Eine Versicherung von hoher Bedeutung, so Krieter. Man sollte zwei Drittel des Nettoeinkommens absichern, mindestens aber 1000 Euro. Berufseinsteiger bekommen den Versicherungsschutz meist noch einfach. Bei Älteren sieht das schon anders aus. Krieter berichtet aus seiner Praxis: „Jeder dritte bekommt aus Gründen von Vorerkrankungen gar keine Berufsunfähigkeitsversicherung.“ Auf dem Markt seien Alternativen, die eine Liste von Krankheiten (Schlaganfall, Herzinfarkt, Tumor) oder Grundfähigkeiten (Gehen, Greifen, Sehen) versichern. Nachteil: „Sie zielen rein auf körperliche Einschränkungen. Ursache Nr. 1 für eine Berufsunfähigkeit sind aber psychische Erkrankungen.“

Privathaftpflicht

„Da finden wir häufig zu geringe Deckungssummen“, sagt Krieter. Er empfiehlt eine Deckung von mindestens drei Millionen Euro.

Wohngebäudeversicherung

Der Experte rät zu einer erweiterten Elementarschadendeckung.

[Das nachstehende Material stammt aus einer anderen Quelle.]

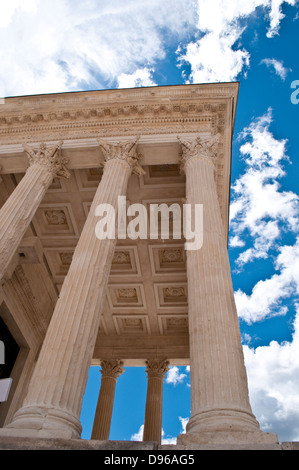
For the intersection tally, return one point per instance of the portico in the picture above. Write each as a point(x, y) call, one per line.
point(119, 301)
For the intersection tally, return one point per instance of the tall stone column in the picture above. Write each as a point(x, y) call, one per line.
point(220, 408)
point(156, 370)
point(53, 403)
point(18, 211)
point(111, 370)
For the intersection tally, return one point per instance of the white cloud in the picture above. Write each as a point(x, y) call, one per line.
point(276, 15)
point(265, 299)
point(279, 68)
point(174, 376)
point(142, 77)
point(273, 380)
point(138, 436)
point(217, 55)
point(63, 45)
point(259, 207)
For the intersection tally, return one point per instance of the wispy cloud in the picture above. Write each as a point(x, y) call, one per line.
point(218, 56)
point(174, 376)
point(267, 295)
point(259, 207)
point(139, 78)
point(273, 380)
point(63, 45)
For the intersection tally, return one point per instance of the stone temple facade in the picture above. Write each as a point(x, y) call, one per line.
point(70, 298)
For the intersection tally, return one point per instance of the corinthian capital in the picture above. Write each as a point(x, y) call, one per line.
point(49, 158)
point(157, 368)
point(112, 368)
point(125, 151)
point(199, 148)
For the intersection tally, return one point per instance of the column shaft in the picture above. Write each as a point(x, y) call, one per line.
point(156, 370)
point(219, 391)
point(18, 211)
point(55, 393)
point(103, 416)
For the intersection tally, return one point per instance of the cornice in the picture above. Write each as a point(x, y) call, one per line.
point(115, 112)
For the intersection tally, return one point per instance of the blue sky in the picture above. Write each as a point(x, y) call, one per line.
point(49, 46)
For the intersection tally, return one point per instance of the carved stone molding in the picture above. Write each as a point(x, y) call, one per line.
point(157, 368)
point(112, 368)
point(124, 151)
point(49, 158)
point(199, 148)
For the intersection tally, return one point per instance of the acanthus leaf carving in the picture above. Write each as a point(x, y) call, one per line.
point(49, 158)
point(124, 151)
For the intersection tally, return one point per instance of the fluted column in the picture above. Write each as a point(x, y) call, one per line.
point(220, 408)
point(18, 211)
point(53, 403)
point(111, 370)
point(156, 370)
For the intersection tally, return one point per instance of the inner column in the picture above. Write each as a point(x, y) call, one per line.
point(53, 403)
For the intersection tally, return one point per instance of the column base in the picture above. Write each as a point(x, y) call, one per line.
point(225, 426)
point(43, 422)
point(228, 437)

Die helfe etwa auch bei Schäden durch Starkniederschläge, Rückstau aus dem Kanal und Erdsenkungen.

Fahrlässigkeit

Ein Thema, das alle Sachversicherungen betrifft (z.B. Gebäudeversicherung, Kfz-Kasko). Laut Krieter kann der Versicherer Leistungen kürzen, wenn der Schaden grob fahrlässig herbeigeführt wurde. Es gebe aber Versicherer, die auf die „Einrede der groben Fahrlässigkeit“ grundsätzlich verzichten.

Überflüssige Versicherungen

Absicherung gegen Glasbruch ist für die meisten unnötig, so Krieter – „es sei denn, sie sammeln Glaskunstwerke“. Kritisch sieht er die Reisegepäckversicherung, die in vielen Schadenskonstellationen nicht greife. Andererseits biete auch die Hausratversicherung Schutz, etwa bei einem Taschenraub im Urlaub.